This also helps with the caching situation, since if the MMU is aware that the memory is in a nested page table (ie guest OS memory), then that likely also means the existing cache for the host is irrelevant, and vice-versa. An optimization would be to split the cache space, so that it remains relevant only to the host or to the guest, without mixing up the two.

With all that said, we can now answer your question about what would happen .With hardware extensions like VT-x and SLAT, I would expect that cascading VMs would consume CPU and memory resources almost linearly, due to each guest OS adding its own overhead and running its own kernel. At some point, the memory performance would slow to a crawl, since there’s a limit on how much the physical cache can be split. But the CPU performance would likely be just fine, such as if you ran a calculation for digits of Pi on the 50th inner VM. Such calculations tend to use CPU registers rather than memory from DDR, and so could run natively on the CPU without trapping to any of the guests.
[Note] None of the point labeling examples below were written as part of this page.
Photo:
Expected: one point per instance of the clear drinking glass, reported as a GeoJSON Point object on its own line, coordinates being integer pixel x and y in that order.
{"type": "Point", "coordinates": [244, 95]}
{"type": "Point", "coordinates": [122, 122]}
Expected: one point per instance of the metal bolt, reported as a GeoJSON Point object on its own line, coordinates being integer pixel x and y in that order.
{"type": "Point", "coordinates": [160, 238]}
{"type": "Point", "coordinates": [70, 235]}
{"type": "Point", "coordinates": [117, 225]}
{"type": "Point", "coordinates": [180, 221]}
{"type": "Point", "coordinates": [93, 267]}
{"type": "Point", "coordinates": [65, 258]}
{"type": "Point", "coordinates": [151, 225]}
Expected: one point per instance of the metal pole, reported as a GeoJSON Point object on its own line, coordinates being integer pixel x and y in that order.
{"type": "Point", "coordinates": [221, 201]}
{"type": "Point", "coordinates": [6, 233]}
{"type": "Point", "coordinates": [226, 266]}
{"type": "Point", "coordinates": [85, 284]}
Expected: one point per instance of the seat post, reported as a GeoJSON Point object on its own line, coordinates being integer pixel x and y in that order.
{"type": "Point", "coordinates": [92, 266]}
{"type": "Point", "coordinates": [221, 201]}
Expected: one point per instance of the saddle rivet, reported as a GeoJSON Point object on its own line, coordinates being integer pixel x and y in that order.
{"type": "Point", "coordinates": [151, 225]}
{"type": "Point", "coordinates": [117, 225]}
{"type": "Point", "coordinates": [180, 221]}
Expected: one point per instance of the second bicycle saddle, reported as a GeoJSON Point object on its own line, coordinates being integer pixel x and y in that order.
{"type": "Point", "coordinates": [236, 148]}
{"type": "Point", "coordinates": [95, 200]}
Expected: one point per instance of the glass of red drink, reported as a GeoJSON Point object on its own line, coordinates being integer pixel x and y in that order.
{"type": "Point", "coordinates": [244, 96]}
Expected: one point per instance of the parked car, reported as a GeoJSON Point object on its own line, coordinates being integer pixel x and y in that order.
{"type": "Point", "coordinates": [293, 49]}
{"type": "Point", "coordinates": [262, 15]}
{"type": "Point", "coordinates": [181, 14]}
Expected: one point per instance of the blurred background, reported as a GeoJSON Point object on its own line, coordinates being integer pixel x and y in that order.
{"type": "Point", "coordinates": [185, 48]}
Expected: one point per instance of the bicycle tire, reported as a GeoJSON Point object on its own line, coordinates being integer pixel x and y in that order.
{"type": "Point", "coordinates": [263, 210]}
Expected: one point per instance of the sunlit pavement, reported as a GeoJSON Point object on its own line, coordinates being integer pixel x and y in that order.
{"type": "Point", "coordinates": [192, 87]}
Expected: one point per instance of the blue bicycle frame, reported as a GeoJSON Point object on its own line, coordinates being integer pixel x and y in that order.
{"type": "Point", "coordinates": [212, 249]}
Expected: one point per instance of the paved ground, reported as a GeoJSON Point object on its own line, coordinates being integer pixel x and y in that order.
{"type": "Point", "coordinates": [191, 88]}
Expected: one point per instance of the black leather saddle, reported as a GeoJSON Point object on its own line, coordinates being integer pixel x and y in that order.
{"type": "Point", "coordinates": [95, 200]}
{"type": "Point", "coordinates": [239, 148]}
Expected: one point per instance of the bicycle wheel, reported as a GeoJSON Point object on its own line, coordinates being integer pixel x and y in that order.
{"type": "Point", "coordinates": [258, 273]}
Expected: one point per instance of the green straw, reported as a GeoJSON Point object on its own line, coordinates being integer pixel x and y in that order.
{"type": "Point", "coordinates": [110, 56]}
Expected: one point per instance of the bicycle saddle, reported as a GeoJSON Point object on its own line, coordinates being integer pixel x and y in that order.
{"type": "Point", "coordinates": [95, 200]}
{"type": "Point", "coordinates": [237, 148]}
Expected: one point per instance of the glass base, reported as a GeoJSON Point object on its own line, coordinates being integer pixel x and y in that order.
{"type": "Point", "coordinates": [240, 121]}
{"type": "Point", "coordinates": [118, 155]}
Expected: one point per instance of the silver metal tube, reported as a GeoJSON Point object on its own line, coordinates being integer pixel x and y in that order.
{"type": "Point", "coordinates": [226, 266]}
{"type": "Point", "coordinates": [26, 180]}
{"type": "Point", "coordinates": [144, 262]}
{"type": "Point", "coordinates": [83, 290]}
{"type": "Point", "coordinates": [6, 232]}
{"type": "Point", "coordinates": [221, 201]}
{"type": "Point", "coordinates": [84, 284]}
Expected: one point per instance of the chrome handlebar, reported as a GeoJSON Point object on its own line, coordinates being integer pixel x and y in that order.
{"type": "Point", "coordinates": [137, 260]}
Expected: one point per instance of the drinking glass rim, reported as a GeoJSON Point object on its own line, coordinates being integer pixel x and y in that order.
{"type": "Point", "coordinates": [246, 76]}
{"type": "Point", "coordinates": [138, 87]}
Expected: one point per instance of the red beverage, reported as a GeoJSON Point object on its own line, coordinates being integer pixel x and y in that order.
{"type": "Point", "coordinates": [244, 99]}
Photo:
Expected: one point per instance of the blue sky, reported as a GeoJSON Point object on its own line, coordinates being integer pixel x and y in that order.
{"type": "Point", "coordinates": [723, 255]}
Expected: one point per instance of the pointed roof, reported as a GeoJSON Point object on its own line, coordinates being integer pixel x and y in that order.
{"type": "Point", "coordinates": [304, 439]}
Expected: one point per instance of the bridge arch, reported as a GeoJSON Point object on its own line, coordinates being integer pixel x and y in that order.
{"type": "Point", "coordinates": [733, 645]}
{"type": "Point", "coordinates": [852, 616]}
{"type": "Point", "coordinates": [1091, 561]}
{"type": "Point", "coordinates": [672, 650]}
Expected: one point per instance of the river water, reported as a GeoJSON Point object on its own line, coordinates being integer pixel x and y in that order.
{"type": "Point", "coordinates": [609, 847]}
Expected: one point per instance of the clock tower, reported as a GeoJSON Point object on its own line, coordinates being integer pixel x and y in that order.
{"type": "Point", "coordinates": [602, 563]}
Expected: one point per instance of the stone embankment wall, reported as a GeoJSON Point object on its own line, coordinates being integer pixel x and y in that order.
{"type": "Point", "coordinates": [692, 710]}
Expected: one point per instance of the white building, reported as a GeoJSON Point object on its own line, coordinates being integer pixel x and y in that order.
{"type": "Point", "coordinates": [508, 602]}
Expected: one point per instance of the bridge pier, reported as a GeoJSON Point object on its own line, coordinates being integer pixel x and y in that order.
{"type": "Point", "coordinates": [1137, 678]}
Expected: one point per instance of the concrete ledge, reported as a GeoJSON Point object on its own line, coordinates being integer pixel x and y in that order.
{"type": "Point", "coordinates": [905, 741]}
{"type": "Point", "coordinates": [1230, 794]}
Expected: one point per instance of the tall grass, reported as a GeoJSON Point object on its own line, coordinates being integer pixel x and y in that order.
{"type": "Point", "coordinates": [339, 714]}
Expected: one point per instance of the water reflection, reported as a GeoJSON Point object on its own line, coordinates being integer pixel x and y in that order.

But I like the other commenter’s idea of just trying it and see what happens.

thelivefive@startrek.website · 20 hours ago

I was not able to read this, as I am an idiot, but I upvoted just for the effort.

AwesomeLowlander@sh.itjust.works · 1 day ago

I would like to subscribe to more deep dives on random topics

litchralee@sh.itjust.works · edit-2 1 day ago

All I can offer you are notable rail vs road innovations in the 18th Century, North American electricity supplies, and bicycle wheel construction.

atotayo@lemmy.zip · 1 day ago

Wow, definitely a more complete response than i expected. Thanks a lot

DaMonsterKnees@lemmy.world · 1 day ago

Yeah, homey wins, I think. Cheers to the lot of you!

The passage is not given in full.